If you’ve ever spent time at your local state park, your local body of water, or your local abandoned granite quarry-turned-climbing haven, then I’m sure you’ve seen me. I probably led a hiking group, a kayaking expedition, or secured a group of middle schoolers on one YMCA-sponsored after school trip. If so, then you saw me in my element because I’m wearing a Patagonia UV hoodie and have never been indoors.

I was born in the crisp fall air to a mushroom-picking father and a Reiki-healing mother. My parents chose to have an outdoor water birth and I was born in a holding tank on an organic farm where my parents spent the year WWOOF-ing.

Shortly after I was born, my parents embarked on a three-year RV trip along the entire Pan-American Highway from Prudhoe Bay, Alaska, to Tierra del Fuego. At fourteen months old, I took my first steps on the summit of Machu Picchu and a year later climbed my first mountain in Patagonia (the region, not the store).

Growing up, I spent my days camping with my family, with my Boy Scout troop, or camping at summer camp. The Montessori school my parents sent me to was in a treehouse that my classmates and I built. This was our kindergarten class project. By ninth grade, we knew how to cut down a ponderosa pine and saw it into lumber using only hand tools.

After high school, I studied environmental science at one of those colleges in California where classes take place outside and all the professors wear dreadlocks. The only “building” was the deanery. And it wasn’t so much a building as a tent yurt.

Since then I have held various jobs. I was a park ranger in Zion, a whitewater rafting instructor on the Snake River, and a logger in West Virginia. Each time I lived in a tent right next to my workplace. I refuse any work that requires a commute of more than twenty steps.
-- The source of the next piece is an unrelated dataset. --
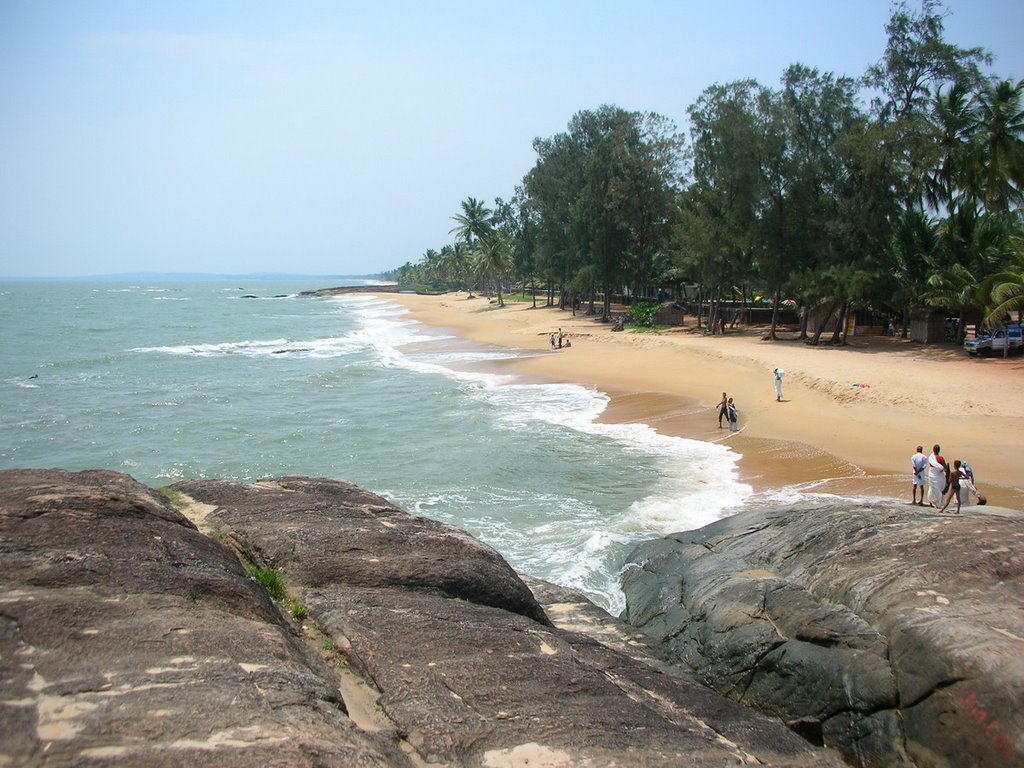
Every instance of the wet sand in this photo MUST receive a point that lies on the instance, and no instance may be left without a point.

The closest I came to living indoors was when I spent six months on a sailboat while teaching scuba diving in the Keys. But that doesn’t count. Because on a boat a door is called a “hatch”.

I’ve been with a lot of women, but my only long-term relationship is my hot, lifelong affair with Mother Nature. I love myself on the tops of fire towers, behind waterfalls and nowhere else. “Beds” are for gardens and rivers.

My hobbies include abseiling, lead climbing, solo climbing and caving. If there is a stone and a rope, I am there.

I’ve hiked the AT in hard mode: August in Georgia, December in Maine. You haven’t lived until you’ve tackled the Knife Edge Trail at the top of Katahdin when it’s 40 degrees cold.

I don’t go to the doctor because you don’t need medical care if you walk 60,000 steps a day.

I always know where north is, which native plants are edible, and where to find the nearest rock shelter in the event of a storm. Yes, I know what a “thunderstorm” is. Doesn’t everyone do that?

I grow my own weed. I make my own soap. I know the difference between the call of a Carolina wren and the call of a northern mockingbird imitating a Carolina wren.

I have never used a flush toilet.

The sound of the forest is my white noise machine. The only blanket I need is a blanket made of stars. The only pillow I need is moss.

I’ve never been inside. Unless you count my annual trip to Patagonia (in-store, not local) to buy UV hoodies.

Do you really think I’m the type to wear sunscreen?